DES BARRES: Oh, thank you. Please write that. [Laughs]

RUSSELL: Is there a star now that you think has the same level of fandom and impact?

DES BARRES: Harry Styles. And maybe the Jonas Brothers for a while there, and One Direction. Now, thank god, it’s a lot of women in the Top 10. I just wish they were saying something more important. It’s all about love and heartbreak for the most part. [Bob] Dylan and Leonard Cohen came along and changed that. That’s why I always call myself a lyric whore.

RUSSELL: Is there someone you wish you’d had the chance to have a love affair with?

DES BARRES: Prince. I know it would’ve been brief. But man, I would’ve loved to get my hands on him. Oh, what a loss. And of course, Paul.

RUSSELL: I was going to ask, “Are the feelings for Paul still fresh and never-ending?”
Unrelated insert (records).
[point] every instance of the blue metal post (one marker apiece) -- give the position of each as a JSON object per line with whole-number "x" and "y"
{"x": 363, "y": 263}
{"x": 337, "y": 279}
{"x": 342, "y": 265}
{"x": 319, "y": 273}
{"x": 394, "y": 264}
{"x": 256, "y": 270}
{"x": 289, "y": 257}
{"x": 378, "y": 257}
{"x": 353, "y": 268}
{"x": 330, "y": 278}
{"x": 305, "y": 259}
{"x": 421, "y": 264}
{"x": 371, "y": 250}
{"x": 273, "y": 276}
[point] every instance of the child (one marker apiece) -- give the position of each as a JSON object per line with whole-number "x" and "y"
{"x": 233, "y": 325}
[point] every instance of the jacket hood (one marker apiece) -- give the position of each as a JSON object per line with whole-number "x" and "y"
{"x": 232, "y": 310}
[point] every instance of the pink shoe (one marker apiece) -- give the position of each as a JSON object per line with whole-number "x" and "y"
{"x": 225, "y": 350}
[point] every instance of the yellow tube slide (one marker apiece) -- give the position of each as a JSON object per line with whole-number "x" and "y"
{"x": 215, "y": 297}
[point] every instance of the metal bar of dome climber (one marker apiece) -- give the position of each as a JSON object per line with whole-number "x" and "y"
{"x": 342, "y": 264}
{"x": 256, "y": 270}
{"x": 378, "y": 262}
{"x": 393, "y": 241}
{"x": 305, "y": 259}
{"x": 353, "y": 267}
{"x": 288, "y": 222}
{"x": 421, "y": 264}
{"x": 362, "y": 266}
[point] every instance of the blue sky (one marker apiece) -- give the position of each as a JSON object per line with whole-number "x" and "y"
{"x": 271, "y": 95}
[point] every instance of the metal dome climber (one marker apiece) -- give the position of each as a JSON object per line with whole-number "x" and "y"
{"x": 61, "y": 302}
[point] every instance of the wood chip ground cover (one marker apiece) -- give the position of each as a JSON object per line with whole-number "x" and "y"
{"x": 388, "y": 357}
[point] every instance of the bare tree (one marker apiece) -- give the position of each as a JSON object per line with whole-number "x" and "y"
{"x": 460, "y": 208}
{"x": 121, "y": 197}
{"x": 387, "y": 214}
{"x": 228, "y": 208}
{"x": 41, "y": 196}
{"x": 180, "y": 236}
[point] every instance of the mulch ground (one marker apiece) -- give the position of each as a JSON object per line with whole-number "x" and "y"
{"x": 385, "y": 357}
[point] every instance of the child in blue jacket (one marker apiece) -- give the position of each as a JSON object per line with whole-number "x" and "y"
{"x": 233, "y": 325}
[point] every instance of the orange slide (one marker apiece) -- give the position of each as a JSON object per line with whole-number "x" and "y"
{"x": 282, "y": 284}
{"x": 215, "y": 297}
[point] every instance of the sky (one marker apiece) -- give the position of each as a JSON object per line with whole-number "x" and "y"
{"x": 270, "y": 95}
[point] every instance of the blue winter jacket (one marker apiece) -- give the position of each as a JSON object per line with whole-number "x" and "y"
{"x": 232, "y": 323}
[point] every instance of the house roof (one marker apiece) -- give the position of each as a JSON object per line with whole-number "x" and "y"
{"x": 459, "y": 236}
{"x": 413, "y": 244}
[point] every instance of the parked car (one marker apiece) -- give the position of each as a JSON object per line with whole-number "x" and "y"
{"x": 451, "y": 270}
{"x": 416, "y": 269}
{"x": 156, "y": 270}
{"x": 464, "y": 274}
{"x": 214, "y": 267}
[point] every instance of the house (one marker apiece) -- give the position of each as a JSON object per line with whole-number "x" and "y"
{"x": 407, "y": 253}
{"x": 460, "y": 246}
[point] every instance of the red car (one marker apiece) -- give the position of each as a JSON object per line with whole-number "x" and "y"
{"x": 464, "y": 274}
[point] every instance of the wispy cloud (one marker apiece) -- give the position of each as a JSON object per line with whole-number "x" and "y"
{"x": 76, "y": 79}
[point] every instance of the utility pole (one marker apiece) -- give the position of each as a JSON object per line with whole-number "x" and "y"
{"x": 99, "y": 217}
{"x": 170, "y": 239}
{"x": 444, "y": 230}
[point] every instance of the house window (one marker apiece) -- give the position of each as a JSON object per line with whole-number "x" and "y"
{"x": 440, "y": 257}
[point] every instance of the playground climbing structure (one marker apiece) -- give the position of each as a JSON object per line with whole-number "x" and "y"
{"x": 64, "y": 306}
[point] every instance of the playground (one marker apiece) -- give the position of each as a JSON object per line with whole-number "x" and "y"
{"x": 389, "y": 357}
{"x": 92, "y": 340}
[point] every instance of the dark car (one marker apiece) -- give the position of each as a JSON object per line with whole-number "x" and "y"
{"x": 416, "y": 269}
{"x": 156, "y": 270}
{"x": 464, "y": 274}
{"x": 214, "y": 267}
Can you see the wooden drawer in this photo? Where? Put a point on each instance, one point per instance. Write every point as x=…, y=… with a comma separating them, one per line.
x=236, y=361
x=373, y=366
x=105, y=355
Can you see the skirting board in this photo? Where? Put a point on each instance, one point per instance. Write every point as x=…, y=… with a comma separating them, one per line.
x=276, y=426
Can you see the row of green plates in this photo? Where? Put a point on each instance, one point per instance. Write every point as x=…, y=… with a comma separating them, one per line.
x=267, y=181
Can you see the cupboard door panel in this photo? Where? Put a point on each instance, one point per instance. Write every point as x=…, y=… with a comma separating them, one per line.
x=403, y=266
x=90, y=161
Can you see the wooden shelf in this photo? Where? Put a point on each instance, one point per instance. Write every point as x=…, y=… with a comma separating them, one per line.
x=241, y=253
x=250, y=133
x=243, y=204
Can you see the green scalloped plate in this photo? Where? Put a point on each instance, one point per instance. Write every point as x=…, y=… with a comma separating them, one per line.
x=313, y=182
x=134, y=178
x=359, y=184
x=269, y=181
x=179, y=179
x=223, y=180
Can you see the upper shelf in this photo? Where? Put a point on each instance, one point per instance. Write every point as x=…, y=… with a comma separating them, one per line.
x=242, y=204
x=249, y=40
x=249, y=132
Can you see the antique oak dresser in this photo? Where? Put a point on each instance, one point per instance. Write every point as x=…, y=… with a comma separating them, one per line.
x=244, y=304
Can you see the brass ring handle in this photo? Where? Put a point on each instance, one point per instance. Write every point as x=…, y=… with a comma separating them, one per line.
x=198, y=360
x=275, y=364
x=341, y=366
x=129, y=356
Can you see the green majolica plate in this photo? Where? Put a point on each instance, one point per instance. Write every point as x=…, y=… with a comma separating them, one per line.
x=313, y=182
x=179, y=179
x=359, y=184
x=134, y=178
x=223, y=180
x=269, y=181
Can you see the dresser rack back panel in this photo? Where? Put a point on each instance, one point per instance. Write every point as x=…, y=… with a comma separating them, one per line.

DES BARRES: Absolutely. I still get crazy about people. It’s just in my DNA. I’ve got the G word in my blood, and it’s never going away.

Pamela Des Barres

RUSSELL: On top of re-reading your book, I was also reading your two stories in Interview. You talked about how there’s no more backstage and how the relationship between the musician and the public has changed. I don’t think anyone could ever do what you did. What do you think happened?

DES BARRES: They can do what I did, but with bands that haven’t been discovered yet. One of my dolls, I call my writers my dolls, her daughter is a big groupie, and they meet on Instagram and TikTok.

RUSSELL: Yeah.

DES BARRES: They slide into each other’s DMs, a term I can’t imagine I’d ever say, but that’s how they meet. [Laughs] The guy in The Strokes—

RUSSELL: Oh, Julian Casablancas. 

DES BARRES: He’s very naughty online and slides into many DMs.

RUSSELL: I’ve heard the stories. For the young girls who want to live the groupie life today, what advice would you give them for getting a rock star’s attention?

DES BARRES: Well, you have to start in whatever city you’re in. Go to local clubs, find a band you love, and start there. That’s the only way to do it now. There’s certainly no way to go backstage at a massive concert anymore. Or become a journalist, like you. After I’m with the Band came out, I was a journalist for many magazines, and that’s how I met them. So, what you’re doing is the right way.